We denote the identity permutation, which fixes everything, by $P_{Id}$.

If we accept the above, and if $\sigma$ is an odd permutation, then a matrix $P_\sigma$ representing $\sigma$ satisfies

$\det P_\sigma = -1; \tag 4$

thus

$\det P_{\sigma^2} = (\det P_\sigma)^2 = (-1)^2 = 1, \tag 5$

so $\sigma^2$ is even; also

$(\det P_\sigma)(\det P_{\sigma^{-1}}) = \det(P_\sigma P_{\sigma^{-1}})$ $= \det P_{\sigma \sigma^{-1}} = \det P_{Id} = \det I = 1, \tag 6$

and with odd $\sigma$,

$\det P_\sigma = -1; \tag 7$

this yields

$\det P_{\sigma^{-1}} = -1, \tag 8$

so $\sigma^{-1}$ is also odd.

Perhaps not the most elegant or rigorous explanation, but it may be adequate for the present purposes.

Answer 2

Since $\sigma$ is an odd permutation, in particular, it can be written as a product of an odd number of transpositions. (This is an equivalent way to define an odd permutation.
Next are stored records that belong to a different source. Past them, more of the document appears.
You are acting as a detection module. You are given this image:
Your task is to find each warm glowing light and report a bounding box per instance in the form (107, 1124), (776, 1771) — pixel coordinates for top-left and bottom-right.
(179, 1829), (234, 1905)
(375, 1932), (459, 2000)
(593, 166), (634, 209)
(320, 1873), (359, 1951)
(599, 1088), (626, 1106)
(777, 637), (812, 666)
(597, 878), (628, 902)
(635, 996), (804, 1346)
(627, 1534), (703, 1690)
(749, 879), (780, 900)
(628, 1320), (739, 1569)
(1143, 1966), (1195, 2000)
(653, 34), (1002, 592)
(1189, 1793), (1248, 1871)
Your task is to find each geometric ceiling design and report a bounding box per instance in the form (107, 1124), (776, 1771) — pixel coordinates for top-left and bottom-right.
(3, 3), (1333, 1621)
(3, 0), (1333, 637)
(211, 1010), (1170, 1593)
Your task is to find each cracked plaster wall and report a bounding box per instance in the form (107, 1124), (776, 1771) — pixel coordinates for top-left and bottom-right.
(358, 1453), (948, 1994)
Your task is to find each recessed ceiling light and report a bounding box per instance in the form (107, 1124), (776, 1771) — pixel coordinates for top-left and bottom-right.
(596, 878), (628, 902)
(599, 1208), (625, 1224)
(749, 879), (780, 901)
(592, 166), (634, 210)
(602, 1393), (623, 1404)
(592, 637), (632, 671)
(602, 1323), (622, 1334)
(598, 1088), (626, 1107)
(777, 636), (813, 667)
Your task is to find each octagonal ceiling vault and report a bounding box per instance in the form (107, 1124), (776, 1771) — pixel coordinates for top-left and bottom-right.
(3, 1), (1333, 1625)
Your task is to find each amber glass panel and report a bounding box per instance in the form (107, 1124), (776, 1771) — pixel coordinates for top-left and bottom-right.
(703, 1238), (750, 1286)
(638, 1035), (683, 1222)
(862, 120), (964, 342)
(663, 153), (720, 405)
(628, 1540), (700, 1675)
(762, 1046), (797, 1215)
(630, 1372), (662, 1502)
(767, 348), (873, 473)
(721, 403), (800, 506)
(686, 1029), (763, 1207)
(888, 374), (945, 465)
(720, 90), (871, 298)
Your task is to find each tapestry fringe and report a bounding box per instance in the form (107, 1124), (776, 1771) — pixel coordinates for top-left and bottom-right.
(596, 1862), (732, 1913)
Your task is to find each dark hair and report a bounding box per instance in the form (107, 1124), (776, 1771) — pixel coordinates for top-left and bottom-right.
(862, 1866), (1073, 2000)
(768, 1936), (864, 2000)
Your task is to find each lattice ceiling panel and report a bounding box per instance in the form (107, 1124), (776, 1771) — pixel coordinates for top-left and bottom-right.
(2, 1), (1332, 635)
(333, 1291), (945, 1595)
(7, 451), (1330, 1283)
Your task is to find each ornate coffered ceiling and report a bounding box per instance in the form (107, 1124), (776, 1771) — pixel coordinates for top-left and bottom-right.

Why?) Thus $\sigma^2$ can be written as a product of an even number of transpositions, so $\sigma^2$ is an even permutation. (Why?) The reason why $\sigma^{-1}$ is odd is that the inverse of a transposition is itself.

Answer 3

The map sign that assigns to every permutation its signature is a group homomorphism from the symmetric group to the multiplicative group $\{−1, 1\}$: $$ \text{sign}: S_n \to \{−1, 1\}. $$ By definition, a permutation is even if its signature is $1$ and a permutation is is odd if its signature is $-1$. Therefore, if $\sigma$ is an odd permutation, $$ \text{sign}(\sigma^2) = \text{sign}(\sigma)^2 = (-1)^2 = 1 \quad\text{and}\quad \text{sign}(\sigma^{-1}) = \text{sign}(\sigma)^{-1} = (-1)^{-1} = -1 $$ Thus $\sigma^2$ is even and $\sigma^{-1}$ is odd.